Für einen christlichen Leser ist die von Rothschild durchgängig praktizierte historisch-kritische Interpretation von Bibeltexten erfrischend, auch wenn sie sich von christlichen Interpretationen charakteristisch durch die Konzentration auf die Tora unterscheidet, während christliche Exegeten den Schwerpunkt auf die historischen Akzentuierungen der jeweiligen Gottesvorstellungen in der Bibel legen.
Das IV. Kapitel erklärt die häusliche und persönliche Befolgung der Gebote im jüdischen Alltag: Kaschrut, Mesusa, Tefillin, Kopfbedeckung, Tallit und Zizit (238–274). Dabei erfährt man, dass im liberalen Judentum auch Frauen während bestimmter ritueller Gelegenheiten – speziell in der Synagoge – einen Gebetsschal tragen (274). In Kapitel V. über den jüdischen Lebenszyklus und die entsprechenden Rituale von der Geburt bis zum Tod (275–328) sind vor allem die jüdischen Positionen zum Status des Embryos (276–280), zu Abtreibung (280), zur Bewertung des genetischen Materials des Fötus (280 f.) und zur Leihmutterschaft (282, mit Berufung auf Dtn 25,5–6 und Gen 30,3.9) eine Herausforderung für christliche Leser.
Bei dem Abschnitt über Hochzeit und Ehe geht Rothschild auch auf die Fragen von gleichgeschlechtlichen und interreligiösen Ehen ein (305 f.). Dabei fällt ein für das Temperament des Rabbiners typischer Satz mit einem für ihn charakteristischen Achselzucken: „Es gibt immer irgendwelche ‚Rabbiner‘, die – gegen Bezahlung – fast jede Zeremonie durchführen, aber die großen jüdischen Organisationen in Europa (und viele auch in Amerika) werden solche öffentlichen jüdischen Zeremonien nicht dulden“ (306); – gemeint sind gleichgeschlechtliche und interreligiöse Hochzeiten –, auch ein liberaler Rabbiner wie Rothschild tut das nicht.
Es folgen Überlegungen, wie die ethischen Gebote der Tora und der jüdischen Tradition in den heute veränderten Lebensverhältnissen praktiziert werden können (329–336). Ein Abschnitt beschäftigt sich mit dem weltweiten Antisemitismus (337–340), mit Messias und Messianismus aus liberaljüdischer Perspektive (341–344), mit der geschichtlichen Entwicklung des liberalen Judentums (345–354) und in diesem Zusammenhang auch mit einer klaren Verhältnisbestimmung zu den christlichen Kirchen (350 f.). Ein kleines Kapitel versucht eine Annäherung an Holocaust/Schoa (355–359), ein größeres fasst Stichworte zu Israel und seiner Geschichte zusammen (360–370) und geht auch auf die Frage nach der Berechtigung von politischer Kritik am heutigen Israel ein (367 f.).

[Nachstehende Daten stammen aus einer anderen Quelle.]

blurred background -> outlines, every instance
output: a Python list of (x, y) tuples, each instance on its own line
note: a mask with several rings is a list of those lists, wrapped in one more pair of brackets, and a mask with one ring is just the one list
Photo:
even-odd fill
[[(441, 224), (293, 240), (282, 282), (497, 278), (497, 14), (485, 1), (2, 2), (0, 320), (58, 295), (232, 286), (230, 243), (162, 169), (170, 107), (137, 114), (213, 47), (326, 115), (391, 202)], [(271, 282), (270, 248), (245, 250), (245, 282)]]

Abschließend folgt ein Kapitel zum Thema Übertritt zum Judentum, auch mit Warnungen vor diesem Schritt (371–395), mit Empfehlungen von Literatur für die Vorbereitung (395 f.) und zum Kauf von Judaika für die Hausliturgie (397). Nach einer Übersicht über die 54 Wochenabschnitte beim Synagogengottesdienst (398–400) gibt es Übungen und Testfragen (401–416) und ein Glossar (417–427). Ein Stichwortverzeichnis wäre hilfreich gewesen, aber das Inhaltsverzeichnis (5–10) ist ausführlich genug.
„Der Honig und der Stachel“ ist ein Buch, das einen ein ganzes Leben lang begleiten kann und an keiner Stelle überholt sein wird.